About Harley Sherman
Harley Sherman provides quality, personalized financial accounting, tax and business consulting to the Cannabiz industry. Harley Sherman focuses on managing client tax risk. Harley Sherman meets this objective by ensuring the client benefits from all the allowed deductions while maintaining compliance with Section 280E and other relevant Federal, State, and Local regulations. Harley Sherman’s expertise includes: License application support, selection and implementation of appropriate accounting and reporting systems that seamlessly provide meaningful financial and tax information, financial statement preparation, and income tax planning and preparation.
Harley Sherman has provided CPA Attestation and other accounting services to more than 50 license applications, one of which, has received a Provisioning License from the State of Michigan.
He is often sought after to speak on Cannabis accounting and tax issues. He has spoken for MI Legalize, Wayne Community College District and the Michigan Cannabis Business Development Group.
Harley Sherman’s Mission
Harley Sherman’s mission is to provide clients with the knowledge required to make informed decisions. Harley Sherman stands with its clients from business startup to closeout. Harley Sherman recognizes that clients work hard to be successful, as such Harley Sherman provides guidance and answers questions throughout the years.
Harley Sherman allows clients to focus on what they do best. This saves clients time, money and headache.
Harley M. Sherman, CPA
Mr. Sherman is a 1992 graduate of Walsh College where he received his in Professional Accountancy. He is licensed to practice accounting in the State of Michigan. After receiving his CPA designation, Harley left public accounting to join a local consulting firm focusing on internal controls and operations. However, Harley has always provided accounting and income tax services. In May 2016, Harley started his own practice, bringing over 23 years of accounting and tax experience to his clients.
Until the Federal Government removes Cannabis from the DEA Schedule system, selling / buying, etc. are still considering trafficking and illegal. The Cannabis Industry, although illegal in the eyes of the IRS, still has to pay income taxes. However, such businesses are limited in which deductions are allowed for tax purposes. Thus, the effective tax rate can be 70 percent or more. Further, income flowing to the owner’s personal tax return can be significant.

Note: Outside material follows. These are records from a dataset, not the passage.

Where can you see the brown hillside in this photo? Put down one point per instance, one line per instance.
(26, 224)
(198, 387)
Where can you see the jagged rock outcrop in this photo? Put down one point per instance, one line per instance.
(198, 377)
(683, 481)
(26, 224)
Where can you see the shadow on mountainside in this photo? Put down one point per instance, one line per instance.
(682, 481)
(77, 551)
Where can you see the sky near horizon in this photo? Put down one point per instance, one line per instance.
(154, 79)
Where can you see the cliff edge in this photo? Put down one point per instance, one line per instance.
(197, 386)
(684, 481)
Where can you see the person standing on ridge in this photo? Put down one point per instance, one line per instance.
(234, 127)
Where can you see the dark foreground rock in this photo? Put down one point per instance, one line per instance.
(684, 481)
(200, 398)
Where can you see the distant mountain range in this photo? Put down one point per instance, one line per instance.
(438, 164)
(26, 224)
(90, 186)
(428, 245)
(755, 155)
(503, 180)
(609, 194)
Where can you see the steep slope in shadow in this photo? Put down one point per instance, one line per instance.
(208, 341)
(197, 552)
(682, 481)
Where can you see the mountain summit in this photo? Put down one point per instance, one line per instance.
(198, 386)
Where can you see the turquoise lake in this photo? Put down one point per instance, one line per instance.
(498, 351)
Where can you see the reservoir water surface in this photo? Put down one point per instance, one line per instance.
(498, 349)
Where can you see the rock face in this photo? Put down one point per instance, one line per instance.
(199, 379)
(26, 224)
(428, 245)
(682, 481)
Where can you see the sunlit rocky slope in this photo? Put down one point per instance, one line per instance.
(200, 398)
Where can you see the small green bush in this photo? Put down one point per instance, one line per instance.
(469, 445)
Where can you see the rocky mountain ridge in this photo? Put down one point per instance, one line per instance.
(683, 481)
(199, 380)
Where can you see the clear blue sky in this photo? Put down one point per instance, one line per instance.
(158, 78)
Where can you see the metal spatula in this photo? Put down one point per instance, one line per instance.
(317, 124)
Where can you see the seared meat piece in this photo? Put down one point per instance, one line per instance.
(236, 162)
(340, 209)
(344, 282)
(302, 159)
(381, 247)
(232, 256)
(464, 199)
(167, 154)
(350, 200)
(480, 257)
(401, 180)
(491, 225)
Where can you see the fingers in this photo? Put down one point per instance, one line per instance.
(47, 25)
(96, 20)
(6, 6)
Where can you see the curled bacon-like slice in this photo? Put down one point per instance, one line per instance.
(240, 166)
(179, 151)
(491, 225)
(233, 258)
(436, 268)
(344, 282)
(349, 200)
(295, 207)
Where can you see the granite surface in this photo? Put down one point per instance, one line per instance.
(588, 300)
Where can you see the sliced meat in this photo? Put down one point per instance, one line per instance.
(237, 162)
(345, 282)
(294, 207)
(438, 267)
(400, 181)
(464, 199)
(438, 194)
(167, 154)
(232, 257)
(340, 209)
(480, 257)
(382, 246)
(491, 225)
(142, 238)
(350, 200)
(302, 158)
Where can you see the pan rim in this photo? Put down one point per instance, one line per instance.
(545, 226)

Proper planning, early on in the planning / formation stage, can help protect owners / investors from unexpected tax liabilities, maximize those expenditures that can be deducted from Gross Receipts, and help manage tax risk exposure. Two key planning considerations are Selecting the appropriate Tax Entity and Floor Plan / Layout.
Appropriate Tax Entity
While an entity can organize as an LLC or a Corporation at the State-level, In certain situations, the entity can opt to be taxed as an LLC, C Corporation, or Subchapter S Corporation. Each entity type has pros and cons including: ease and cost to start, reporting requirements, whether income flows to owners’ personal tax return, whether distributions are taxable, and the possibility that the owners’ ‘wages’ are tax deductible
Floor Plan / Layout and Other Plans
IRS Code Section 280E disallows deductions and credits for businesses ‘trafficking in Schedule 1 or Schedule 2 drugs. However, Cost of Goods Sold is an adjustment to Gross Receipts and is the only allowed reduction of income to get to taxable income.

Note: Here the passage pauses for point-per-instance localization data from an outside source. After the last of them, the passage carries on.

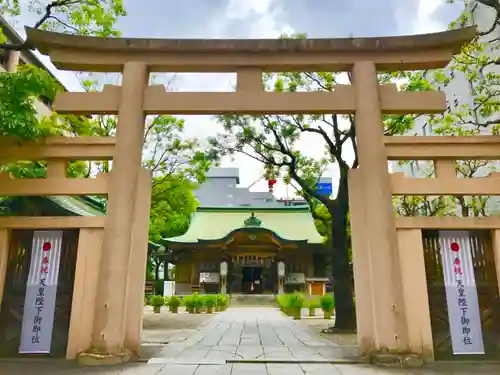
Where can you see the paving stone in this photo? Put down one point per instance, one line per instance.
(319, 369)
(178, 370)
(284, 369)
(214, 370)
(249, 369)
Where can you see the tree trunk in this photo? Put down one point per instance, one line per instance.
(345, 316)
(157, 270)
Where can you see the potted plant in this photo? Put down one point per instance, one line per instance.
(189, 303)
(197, 303)
(281, 301)
(295, 303)
(157, 302)
(173, 304)
(222, 302)
(327, 303)
(166, 303)
(210, 301)
(312, 305)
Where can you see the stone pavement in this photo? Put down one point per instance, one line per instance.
(244, 334)
(257, 334)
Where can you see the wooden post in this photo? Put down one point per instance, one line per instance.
(109, 318)
(389, 309)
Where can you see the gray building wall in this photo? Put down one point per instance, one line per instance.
(221, 189)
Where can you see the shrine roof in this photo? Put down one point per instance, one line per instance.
(214, 223)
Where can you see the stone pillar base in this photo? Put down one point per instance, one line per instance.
(395, 360)
(103, 359)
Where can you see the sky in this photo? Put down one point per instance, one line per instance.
(264, 19)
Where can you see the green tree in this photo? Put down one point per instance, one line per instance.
(82, 17)
(173, 203)
(273, 141)
(19, 116)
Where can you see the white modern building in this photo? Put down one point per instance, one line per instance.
(459, 91)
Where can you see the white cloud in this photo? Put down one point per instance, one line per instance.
(425, 22)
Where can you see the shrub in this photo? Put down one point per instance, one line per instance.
(210, 300)
(157, 301)
(189, 303)
(197, 302)
(281, 301)
(295, 300)
(313, 303)
(327, 303)
(174, 302)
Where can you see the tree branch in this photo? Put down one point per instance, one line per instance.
(48, 15)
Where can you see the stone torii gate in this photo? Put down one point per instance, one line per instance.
(384, 320)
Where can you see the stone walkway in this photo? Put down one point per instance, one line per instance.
(245, 334)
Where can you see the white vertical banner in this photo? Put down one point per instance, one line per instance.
(41, 291)
(461, 294)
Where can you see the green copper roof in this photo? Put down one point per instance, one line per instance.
(77, 206)
(213, 223)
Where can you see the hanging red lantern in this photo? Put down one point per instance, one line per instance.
(270, 185)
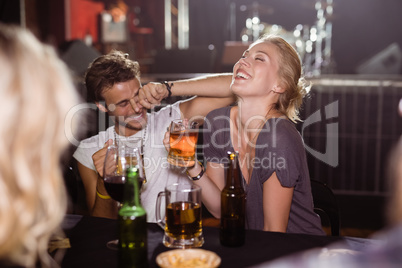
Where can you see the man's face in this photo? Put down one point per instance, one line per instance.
(119, 104)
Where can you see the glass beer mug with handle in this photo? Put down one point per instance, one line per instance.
(182, 222)
(182, 142)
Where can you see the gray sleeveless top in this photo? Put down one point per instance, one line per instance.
(279, 149)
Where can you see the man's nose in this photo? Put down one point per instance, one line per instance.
(135, 105)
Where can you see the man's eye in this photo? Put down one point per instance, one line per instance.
(123, 104)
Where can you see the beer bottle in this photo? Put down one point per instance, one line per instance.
(133, 248)
(233, 206)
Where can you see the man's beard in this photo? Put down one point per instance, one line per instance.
(138, 126)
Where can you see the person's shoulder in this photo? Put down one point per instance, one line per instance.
(219, 112)
(97, 140)
(283, 131)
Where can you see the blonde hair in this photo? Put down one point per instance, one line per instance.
(290, 75)
(394, 176)
(36, 92)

IRS Code Section 471 defines COGS of Goods Sold. To understand and maximize Cost of Goods Sold, we need to look at IRS Code section 471 and within the confines of that section figure ways to maximize Cost of Goods Sold. Early planning should include: clearly allocate space to non-cannabis sales, owners work the business where COGS occur, employees punch clock for each department they work, separate POS for cannabis and non-cannabis. separate legal entities for cannabis and non-cannabis activities.